Tratto da www.catclaws.org

Il quartetto romano dei Cat Claws sembra aver capito come tributare omaggio ai propri idoli evitando di apparire dei banali imitatori: comporre canzoni con riff semplici da ricordare, cantarle con un tono a metà tra lo svogliato e l'aggressivo, condire il tutto con dosi moderate di feedback e tanta grinta.
Sono indie? Non è compito nostro affibbiargli un'etichetta, serve invece dire che le quattro canzoni contenute in questo demo sono un buon viatico per il futuro del gruppo. Si diceva dei riferimenti scoperti: come non riconoscere in Joseph giornate intere trascorse ad ascoltare i Pixies (e, perché no, le Breeders)? Merito del ritmo "a cascata" e del cantato di Lavinia, mentre in S-Banhof a farla da padrone sono i Sonic Youth, situati tra Daydream Nation e Dirty, in virtù di un muro di suono ripetutamente violato da una sottile melodia.
Tanto basta per renderli convincenti, sebbene derivativi e con la necessità di farsi le ossa. Tuttavia il songwriting sembra già ben sviluppato: Ugly girls e Death of Joseph sono variazioni sul tema molto efficaci, inoltre la traccia nascosta alla fine, introdotta da bizzarri campionamenti vocali, ci svela un lato inconsueto dei Cat Claws, pop obliquo con scorie elettroniche che fa pensare ai Blur del disco omonimo. Niene male


HALO EFFECT Live

Tratto da www.haloeffect.too.it

Nei primissimi anni ’90, mentre impazzava il “grunge”, Alessandro Polinori e Federico Rosi diedero vita ad una serie di progetti musicali completamente elettronici (Puppets, Electro Alba), il cui principale riferimento musicale erano i grandi Depeche Mode.
Anni di concerti e di demo-tape portarono ad accumulare sempre maggiori esperienze nel panorama musicale romano e non solo, fino alla separazione delle band per ragioni interne.

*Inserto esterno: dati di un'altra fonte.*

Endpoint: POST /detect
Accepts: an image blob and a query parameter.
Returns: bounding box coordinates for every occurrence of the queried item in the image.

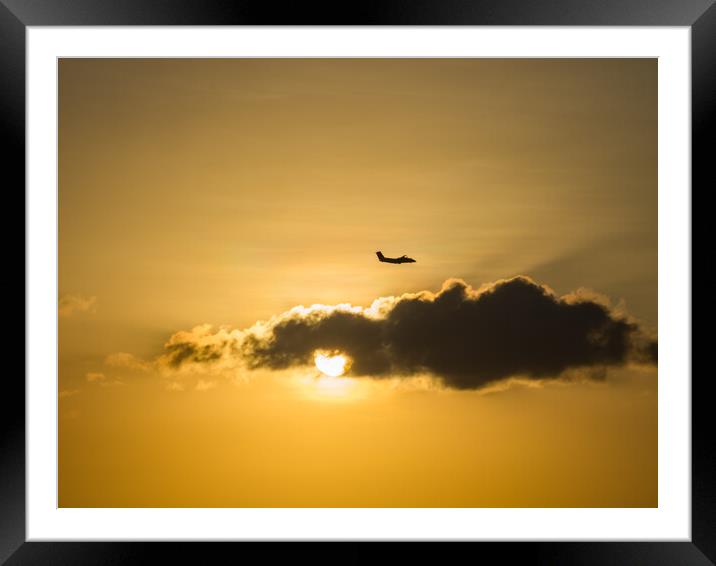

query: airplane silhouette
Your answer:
[375,252,415,263]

Alessandro Polinori in seguito riprese l’attività musicale all’interno della band elettronica “Kaiser Soze” (tra l’altro vincitrice del Festival “Feedback” e protagonista di vari DM Party), mentre Federico Rosi portò avanti diversi altri progetti.
Allontanatisi dalle altre formazioni, nell’autunno 2001, nasce al Lido di Ostia il progetto HALO EFFECT, composto da Alessandro Polinori (synth&progr.), Federico Rosi (synth&progr.) e dalla voce di John Peverieri, grande appassionato dei Depeche Mode e frequentatore degli ambienti elettronici e dark capitolini.

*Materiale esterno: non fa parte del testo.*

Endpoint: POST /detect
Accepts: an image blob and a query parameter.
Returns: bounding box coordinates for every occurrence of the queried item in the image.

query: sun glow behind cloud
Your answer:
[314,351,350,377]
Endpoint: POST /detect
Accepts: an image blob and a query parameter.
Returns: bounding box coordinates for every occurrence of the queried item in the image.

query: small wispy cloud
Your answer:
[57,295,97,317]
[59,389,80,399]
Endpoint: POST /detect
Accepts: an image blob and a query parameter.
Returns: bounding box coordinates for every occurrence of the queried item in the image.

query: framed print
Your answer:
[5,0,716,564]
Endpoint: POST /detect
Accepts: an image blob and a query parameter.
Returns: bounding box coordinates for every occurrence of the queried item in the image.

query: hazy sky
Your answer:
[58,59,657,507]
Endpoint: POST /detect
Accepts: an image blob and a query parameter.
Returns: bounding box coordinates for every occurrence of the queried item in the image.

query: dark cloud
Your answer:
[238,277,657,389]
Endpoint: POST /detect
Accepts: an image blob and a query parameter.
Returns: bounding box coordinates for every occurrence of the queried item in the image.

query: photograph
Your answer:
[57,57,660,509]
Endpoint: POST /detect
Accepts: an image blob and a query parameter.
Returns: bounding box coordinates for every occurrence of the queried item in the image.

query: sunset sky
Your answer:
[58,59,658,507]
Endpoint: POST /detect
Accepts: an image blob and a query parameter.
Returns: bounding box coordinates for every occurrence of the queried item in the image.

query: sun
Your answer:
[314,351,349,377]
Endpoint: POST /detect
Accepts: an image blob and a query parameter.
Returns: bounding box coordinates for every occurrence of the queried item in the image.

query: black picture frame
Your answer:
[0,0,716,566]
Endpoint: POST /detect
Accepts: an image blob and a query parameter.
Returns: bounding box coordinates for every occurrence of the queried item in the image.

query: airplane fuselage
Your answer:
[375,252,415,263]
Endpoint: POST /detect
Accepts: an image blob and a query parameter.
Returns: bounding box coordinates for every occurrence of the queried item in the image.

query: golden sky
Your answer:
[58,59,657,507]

Scopo della band è creare un prodotto elettronico originale, pur rimanendo chiari i riferimenti artistici (in primis, chiaramente, i Depeche Mode, più in generale l’elettronica tedesca, il synth-pop, la dark-wave e l’EBM).
I testi sono in Inglese, nella convinzione che,insieme al Tedesco, sia la lingua che meglio si adatta alla musica elettronica, permettendo al tempo stesso di avere un prodotto internazionale. Le atmosfere vanno dal synth-pop alla dark-wave, ma sono sempre caratterizzate da tinte più o meno oscure, anche quando le ritmiche sono più veloci.

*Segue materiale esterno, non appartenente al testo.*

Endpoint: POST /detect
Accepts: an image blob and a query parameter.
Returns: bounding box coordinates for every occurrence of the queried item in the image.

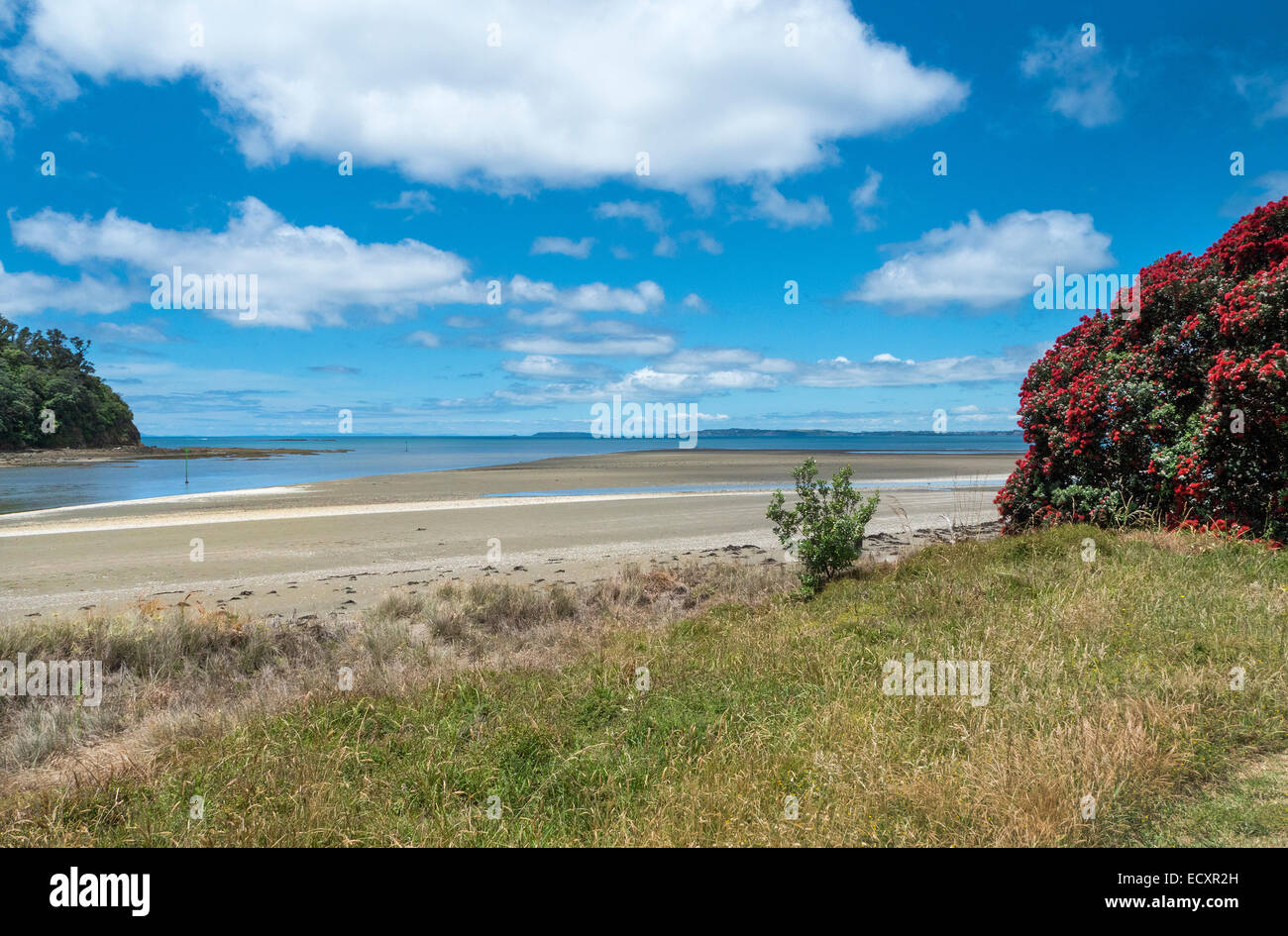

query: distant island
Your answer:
[0,315,141,452]
[532,429,1022,439]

Gli HALO EFFECT nelle loro esibizioni live eseguono inoltre numerosi brani dei Depeche Mode, come doveroso omaggio alla band che letteralmente adorano.
A tal proposito, merita di essere menzionata la straordinaria serata di esordio del 17-04-2003, in cui gli HALO EFFECT hanno partecipato al 1° “The Great Depeche Mode – 013 Electric Zone Party”, che ha avuto luogo alla presenza di ben 600 persone presso lo storico locale romano del “Black Out”.
La collaborazione con il primo sito italiano dedicato ai Depeche Mode (www.depechemodeitalia.com) ha inoltre permesso agli Halo Effect di conoscere Marco Cattani, che è stato coinvolto, con la sua chitarra, nel live del Black Out e che ora è entrato a far parte stabilmente della band.
Nell'agosto del 2003 ha visto la luce il loro primo demo dal titolo "Past Continuous" che ha ricevuto una buona accoglienza.
Da allora gli Halo Effect hanno condiviso il palco con gruppi importanti del panorama internazionale come Melotron, Cruxshadows, Greenhaus, De/Vision e Bloody, Dead & Sexy, nell'ambito di DM Parties, ma soprattutto di numerosissimi eventi che li hanno visti presentare brani originali.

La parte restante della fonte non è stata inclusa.